Will you look at this beautiful thing?
Harvey Frommer's Remembering Fenway Park (Stewart, Tabori & Chang, $45) is more than a picture book about one of America's last two remaining great old ballparks.
It is that, of course, and this will look swell on all of the best coffee tables in America.
But Professor Frommer (Dartmouth, dude) is a historian and the history he has compiled is just as stunning as the pictures he has assembled.
Though Frommer has written serial narrative histories, what he has done in this book — and in its companion volume, Remembering Yankee Stadium, which turned out of be a eulogy for the House that Ruth Built — is to assemble the story of the ballpark in its own words.
And by 'its own words,' of course, we mean in the words of those who love the place.
Frommer has put together and affectionate yet-not-sentimental account of this ballpark, which opened to the public the week the Titanic sank. (Just last week, the Fenway tenants, the Boston Red Sox, announced plans for its 100th anniversary celebration next season.

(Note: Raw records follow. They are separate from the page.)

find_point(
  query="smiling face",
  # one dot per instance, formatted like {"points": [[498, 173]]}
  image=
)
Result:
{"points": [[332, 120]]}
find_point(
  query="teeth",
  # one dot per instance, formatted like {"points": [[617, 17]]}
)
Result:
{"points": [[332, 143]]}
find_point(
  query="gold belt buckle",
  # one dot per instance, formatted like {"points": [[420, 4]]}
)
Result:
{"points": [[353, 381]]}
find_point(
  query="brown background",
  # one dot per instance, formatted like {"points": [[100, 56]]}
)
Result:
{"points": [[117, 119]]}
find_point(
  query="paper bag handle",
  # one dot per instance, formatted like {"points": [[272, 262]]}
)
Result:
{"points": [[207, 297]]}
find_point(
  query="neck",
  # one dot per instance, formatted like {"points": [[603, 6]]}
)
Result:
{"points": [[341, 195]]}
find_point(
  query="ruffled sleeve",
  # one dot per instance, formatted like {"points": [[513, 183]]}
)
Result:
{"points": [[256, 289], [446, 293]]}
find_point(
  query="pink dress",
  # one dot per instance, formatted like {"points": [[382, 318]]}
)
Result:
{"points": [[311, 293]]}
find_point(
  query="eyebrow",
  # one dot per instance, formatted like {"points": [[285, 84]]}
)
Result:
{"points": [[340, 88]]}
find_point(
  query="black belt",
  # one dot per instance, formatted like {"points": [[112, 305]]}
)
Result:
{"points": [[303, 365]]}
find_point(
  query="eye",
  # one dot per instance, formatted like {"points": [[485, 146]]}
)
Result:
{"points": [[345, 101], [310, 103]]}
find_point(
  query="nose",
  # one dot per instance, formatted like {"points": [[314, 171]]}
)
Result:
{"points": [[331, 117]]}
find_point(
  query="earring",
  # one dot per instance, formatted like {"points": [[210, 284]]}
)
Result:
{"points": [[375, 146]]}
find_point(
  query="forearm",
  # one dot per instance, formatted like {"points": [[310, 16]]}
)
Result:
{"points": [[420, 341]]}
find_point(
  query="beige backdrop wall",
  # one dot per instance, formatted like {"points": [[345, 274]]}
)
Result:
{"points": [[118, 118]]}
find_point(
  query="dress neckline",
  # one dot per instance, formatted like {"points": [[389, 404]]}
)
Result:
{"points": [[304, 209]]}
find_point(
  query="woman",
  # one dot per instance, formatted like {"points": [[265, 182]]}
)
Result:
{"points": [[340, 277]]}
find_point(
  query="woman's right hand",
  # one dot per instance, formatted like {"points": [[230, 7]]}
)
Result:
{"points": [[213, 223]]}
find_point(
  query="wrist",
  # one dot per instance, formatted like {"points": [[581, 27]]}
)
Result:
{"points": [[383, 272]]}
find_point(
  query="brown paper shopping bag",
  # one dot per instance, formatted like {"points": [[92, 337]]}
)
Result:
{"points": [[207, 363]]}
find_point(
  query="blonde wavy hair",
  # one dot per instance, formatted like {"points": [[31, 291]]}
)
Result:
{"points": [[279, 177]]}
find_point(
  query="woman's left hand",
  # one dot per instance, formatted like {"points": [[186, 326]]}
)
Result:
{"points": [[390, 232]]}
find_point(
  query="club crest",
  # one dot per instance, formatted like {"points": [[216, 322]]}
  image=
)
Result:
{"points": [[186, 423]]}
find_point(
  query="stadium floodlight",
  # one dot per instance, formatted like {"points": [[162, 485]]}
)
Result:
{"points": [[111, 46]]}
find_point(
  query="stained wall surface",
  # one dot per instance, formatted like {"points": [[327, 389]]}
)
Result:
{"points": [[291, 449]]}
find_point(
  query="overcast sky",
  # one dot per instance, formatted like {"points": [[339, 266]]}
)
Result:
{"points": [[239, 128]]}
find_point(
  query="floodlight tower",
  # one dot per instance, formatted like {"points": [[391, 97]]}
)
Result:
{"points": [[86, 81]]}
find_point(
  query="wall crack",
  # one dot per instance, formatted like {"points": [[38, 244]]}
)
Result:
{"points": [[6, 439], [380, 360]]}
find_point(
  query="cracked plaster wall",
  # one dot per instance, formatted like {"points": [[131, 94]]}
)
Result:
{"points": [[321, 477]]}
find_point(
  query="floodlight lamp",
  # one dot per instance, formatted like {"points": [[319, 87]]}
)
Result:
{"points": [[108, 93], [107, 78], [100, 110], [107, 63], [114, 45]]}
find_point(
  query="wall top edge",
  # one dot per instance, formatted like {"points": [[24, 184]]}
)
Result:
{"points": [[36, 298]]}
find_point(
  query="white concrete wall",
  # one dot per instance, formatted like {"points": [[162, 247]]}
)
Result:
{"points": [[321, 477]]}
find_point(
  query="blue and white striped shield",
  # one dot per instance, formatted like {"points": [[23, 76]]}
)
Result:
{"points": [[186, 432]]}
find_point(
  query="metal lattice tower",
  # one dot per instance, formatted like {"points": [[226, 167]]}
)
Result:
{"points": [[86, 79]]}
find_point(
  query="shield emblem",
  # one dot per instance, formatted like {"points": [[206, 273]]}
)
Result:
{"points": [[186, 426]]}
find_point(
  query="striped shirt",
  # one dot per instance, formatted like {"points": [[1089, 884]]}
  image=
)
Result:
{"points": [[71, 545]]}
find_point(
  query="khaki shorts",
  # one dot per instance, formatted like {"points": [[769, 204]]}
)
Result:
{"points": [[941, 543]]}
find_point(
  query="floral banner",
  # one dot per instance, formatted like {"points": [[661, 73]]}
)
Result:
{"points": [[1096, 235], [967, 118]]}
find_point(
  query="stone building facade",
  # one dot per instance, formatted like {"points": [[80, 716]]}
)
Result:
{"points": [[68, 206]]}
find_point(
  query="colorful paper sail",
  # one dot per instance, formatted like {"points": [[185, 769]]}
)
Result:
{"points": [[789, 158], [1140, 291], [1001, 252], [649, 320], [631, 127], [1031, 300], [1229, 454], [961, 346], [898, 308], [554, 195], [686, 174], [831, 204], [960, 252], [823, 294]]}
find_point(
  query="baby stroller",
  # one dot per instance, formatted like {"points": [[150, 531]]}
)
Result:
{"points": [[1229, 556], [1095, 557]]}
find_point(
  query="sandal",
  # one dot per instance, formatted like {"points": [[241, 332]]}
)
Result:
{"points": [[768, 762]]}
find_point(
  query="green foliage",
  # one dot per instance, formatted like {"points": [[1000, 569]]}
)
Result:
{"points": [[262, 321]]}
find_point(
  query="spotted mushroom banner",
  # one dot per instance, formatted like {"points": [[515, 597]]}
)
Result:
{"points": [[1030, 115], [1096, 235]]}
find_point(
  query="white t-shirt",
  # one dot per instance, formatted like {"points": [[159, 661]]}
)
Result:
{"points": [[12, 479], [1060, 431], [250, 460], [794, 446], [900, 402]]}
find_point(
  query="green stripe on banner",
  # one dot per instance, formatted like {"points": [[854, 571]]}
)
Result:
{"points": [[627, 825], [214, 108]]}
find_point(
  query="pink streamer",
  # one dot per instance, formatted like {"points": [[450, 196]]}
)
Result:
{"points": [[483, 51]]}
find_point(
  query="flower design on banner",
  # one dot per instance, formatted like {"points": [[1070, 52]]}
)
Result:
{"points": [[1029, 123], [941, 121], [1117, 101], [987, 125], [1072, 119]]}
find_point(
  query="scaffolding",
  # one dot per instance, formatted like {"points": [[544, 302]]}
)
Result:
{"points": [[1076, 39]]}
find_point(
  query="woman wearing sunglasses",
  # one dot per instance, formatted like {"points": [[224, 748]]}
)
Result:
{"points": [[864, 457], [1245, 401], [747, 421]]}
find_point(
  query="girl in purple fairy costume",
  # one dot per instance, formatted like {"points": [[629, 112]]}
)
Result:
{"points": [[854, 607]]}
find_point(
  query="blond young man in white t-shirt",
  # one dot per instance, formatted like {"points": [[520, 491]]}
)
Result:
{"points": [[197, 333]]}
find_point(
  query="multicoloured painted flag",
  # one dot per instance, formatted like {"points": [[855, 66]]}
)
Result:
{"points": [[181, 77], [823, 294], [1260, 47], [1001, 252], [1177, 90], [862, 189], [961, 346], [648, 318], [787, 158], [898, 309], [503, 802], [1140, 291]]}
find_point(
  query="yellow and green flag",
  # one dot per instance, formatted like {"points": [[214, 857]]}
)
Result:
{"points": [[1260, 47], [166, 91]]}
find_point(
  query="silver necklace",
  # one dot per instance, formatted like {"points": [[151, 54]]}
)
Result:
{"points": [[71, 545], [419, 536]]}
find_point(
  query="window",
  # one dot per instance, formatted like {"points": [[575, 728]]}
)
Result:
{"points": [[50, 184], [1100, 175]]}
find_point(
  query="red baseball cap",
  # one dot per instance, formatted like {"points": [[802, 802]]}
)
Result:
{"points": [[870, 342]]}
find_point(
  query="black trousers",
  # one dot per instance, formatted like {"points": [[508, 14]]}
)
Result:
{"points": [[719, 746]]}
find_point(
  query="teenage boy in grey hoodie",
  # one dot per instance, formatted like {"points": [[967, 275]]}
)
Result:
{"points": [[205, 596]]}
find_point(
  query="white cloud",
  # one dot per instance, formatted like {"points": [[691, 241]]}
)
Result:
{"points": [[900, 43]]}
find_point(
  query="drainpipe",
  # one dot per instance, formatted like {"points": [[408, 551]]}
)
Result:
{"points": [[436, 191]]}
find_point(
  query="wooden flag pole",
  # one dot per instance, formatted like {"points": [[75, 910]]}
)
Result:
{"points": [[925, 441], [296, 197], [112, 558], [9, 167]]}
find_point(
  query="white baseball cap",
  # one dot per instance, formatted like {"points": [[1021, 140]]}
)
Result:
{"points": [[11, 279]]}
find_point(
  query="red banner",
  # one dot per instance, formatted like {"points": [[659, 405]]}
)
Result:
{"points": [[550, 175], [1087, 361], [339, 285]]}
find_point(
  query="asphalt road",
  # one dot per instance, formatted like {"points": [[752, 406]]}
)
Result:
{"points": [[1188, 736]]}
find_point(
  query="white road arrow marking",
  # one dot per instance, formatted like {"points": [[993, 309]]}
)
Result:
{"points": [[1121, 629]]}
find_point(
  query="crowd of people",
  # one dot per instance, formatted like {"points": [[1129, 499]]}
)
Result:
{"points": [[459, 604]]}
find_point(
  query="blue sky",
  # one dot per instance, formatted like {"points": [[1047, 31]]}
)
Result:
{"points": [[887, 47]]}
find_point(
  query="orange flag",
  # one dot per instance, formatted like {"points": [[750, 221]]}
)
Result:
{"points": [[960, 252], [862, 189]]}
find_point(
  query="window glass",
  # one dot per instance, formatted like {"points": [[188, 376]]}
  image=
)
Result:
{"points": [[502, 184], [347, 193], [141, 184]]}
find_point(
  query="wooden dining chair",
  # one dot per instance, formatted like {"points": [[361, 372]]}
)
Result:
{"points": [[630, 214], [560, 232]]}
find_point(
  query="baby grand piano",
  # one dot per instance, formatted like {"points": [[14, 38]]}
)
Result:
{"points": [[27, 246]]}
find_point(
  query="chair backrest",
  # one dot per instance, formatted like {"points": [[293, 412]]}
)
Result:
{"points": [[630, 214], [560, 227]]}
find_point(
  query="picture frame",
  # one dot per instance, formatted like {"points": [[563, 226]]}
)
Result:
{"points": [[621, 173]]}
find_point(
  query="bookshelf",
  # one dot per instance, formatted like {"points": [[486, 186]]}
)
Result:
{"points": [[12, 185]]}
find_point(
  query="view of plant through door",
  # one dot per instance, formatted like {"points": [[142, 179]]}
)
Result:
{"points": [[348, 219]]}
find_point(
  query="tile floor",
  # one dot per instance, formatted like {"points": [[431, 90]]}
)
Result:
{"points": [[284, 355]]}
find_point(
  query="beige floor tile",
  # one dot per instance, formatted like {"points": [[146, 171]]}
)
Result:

In an era of instant disposability, a place like Fenway Park (and there aren't too many places like Fenway Park), should be treasured. After years of building ballparks that looked like spaceships from bad science fiction films, Major League Baseball began embracing its past a couple of decades ago, and began building stadiums that emulated the classic era. Baltimore and Cleveland both did good jobs copying that style.